Esbekieh-Garten

Der Esbekieh-Garten Anfang des 20. Jahrhunderts

Der Esbekieh-Garten (arabisch حديقة الأزبكية, DMG Ḥadīqat al-Azbakīya) ist eine öffentliche Parkanlage, die zwischen 1868 und 1872 von dem belgischen Kunstgärtner Gustave Delchevalerie (1844–1899) und dem französischen Landschaftsarchitekten Jean-Pierre Barillet-Deschamps in Kairo angelegt wurde. Der Ort hatte zu dieser Zeit bereits eine lange Geschichte als bedeutendes Naherholungsgebiet der kairinischen Bevölkerung und Anlaufpunkt europäischer Reisender hinter sich. Der tscherkessische Mamluken-Emir Azbak min Tutuch hatte hier Ende des 15. Jahrhunderts einen See anlegen lassen, der während der Nilschwemme durch einen Kanal mit Nilwasser versorgt wurde. Während der Zeit des Hochwassers war der See ein Ort der Vergnügungen: die Menschen fuhren in kleinen Barken auf dem Wasser umher, musizierten und sangen, in der übrigen Zeit lag der See trocken und bildete einen großräumigen Platz. Ende des 18. Jahrhunderts schlugen die französischen Truppen der Ägyptischen Expedition ihr Hauptquartier am Azbakīya-See auf, den sie mit den Promenaden in der Umgebung Place Ezbekiéh nannten.

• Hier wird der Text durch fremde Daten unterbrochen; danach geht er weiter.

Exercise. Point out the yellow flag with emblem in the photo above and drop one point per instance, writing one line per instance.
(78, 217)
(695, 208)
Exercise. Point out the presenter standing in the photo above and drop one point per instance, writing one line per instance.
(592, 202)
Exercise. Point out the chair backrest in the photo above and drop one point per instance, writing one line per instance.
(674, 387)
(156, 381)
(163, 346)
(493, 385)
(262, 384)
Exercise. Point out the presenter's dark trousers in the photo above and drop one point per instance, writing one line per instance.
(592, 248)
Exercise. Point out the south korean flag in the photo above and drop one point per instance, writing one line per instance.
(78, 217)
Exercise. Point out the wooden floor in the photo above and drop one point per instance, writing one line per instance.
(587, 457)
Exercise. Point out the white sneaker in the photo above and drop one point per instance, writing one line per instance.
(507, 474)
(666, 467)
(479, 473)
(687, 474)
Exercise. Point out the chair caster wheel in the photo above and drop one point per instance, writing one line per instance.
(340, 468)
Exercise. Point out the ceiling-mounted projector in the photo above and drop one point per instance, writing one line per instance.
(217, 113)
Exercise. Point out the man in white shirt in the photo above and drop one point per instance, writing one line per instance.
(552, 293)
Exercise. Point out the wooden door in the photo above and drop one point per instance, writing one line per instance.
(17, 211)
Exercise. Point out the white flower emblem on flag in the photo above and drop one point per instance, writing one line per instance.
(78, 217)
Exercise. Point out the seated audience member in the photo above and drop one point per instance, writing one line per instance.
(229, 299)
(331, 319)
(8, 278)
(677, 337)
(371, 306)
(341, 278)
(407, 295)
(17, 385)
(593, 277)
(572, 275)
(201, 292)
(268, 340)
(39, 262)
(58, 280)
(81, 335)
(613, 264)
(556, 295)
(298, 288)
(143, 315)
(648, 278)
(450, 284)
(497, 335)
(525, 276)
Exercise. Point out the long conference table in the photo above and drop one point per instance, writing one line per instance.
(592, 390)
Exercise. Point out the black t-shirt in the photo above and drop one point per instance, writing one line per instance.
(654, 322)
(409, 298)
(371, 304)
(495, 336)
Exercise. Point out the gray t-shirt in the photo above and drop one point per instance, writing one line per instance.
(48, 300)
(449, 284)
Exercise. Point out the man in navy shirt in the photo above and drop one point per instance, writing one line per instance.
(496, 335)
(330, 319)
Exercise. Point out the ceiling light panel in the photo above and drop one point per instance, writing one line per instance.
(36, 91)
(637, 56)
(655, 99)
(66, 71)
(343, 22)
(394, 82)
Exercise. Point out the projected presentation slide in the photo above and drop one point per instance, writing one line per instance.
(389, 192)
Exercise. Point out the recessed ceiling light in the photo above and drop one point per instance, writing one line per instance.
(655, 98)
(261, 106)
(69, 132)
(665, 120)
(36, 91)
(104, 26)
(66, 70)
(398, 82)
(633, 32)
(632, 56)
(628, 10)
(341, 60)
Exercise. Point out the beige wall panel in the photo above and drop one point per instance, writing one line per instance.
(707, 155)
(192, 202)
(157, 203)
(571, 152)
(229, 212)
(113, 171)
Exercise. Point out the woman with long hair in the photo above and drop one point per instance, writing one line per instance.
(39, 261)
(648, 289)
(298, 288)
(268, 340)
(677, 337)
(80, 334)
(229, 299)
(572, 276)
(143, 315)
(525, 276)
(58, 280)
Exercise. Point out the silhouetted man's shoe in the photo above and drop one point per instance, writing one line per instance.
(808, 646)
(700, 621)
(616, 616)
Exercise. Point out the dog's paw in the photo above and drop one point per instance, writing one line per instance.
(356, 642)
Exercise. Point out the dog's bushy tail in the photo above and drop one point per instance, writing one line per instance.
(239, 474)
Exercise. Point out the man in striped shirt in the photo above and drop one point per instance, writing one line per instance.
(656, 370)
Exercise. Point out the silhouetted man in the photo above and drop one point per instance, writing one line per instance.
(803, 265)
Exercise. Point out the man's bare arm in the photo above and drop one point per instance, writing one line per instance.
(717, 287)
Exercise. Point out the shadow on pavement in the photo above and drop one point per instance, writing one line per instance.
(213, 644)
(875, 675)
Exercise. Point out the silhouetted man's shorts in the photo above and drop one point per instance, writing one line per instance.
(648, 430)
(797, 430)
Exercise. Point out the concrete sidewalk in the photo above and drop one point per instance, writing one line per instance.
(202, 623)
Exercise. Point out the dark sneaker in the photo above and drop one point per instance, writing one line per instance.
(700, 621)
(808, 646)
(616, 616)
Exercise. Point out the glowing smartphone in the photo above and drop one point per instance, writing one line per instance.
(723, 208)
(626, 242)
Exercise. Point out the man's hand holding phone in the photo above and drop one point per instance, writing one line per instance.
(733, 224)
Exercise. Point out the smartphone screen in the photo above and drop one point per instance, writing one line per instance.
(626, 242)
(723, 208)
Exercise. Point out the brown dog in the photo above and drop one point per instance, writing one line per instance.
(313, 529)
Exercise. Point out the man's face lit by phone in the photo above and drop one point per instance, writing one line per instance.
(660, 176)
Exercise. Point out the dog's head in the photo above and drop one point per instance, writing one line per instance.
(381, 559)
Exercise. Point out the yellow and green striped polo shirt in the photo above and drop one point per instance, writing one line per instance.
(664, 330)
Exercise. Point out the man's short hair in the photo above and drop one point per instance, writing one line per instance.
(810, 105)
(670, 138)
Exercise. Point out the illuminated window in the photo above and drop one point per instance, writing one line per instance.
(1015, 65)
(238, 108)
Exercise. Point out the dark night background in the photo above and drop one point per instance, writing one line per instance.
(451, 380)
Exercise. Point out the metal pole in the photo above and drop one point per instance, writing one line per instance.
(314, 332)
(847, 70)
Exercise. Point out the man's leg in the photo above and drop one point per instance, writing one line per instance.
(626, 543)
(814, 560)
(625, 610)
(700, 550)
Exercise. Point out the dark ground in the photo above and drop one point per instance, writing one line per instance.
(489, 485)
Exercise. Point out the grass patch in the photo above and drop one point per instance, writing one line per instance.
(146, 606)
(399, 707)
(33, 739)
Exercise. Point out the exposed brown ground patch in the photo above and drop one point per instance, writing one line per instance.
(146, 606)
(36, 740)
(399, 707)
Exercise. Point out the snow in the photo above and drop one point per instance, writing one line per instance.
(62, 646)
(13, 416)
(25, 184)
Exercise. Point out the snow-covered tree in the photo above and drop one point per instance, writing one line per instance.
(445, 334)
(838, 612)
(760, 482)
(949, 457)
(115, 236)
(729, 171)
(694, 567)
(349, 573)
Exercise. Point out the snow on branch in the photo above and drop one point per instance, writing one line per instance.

Napoleon Bonaparte wählte den kurz vorher hier errichteten Palast des Mamluken Alfī Bey als seine Residenz. Der nach dem Abzug der Franzosen an die Macht gelangte Muhammad Ali Pascha (reg. 1805–1848) gestaltete in den 1840er Jahren den Esbekieh-Platz zu einer Promenade um, die bei europäischen Reisenden besondere Beliebtheit erlangte. Das lag nicht nur daran, dass sich an der Esbekieh zahlreiche europäische Hotels ansiedelten, darunter das berühmte Shepheard’s Hotel, sondern auch an dem schönen Blick auf Kairo und dem regen „orientalischen“ Unterhaltungsbetrieb, der sich hier entwickelte. Im Laufe der Zeit vermüllte die Promenade aber zusehends und wurde zum Treffpunkt zwielichtiger Gestalten.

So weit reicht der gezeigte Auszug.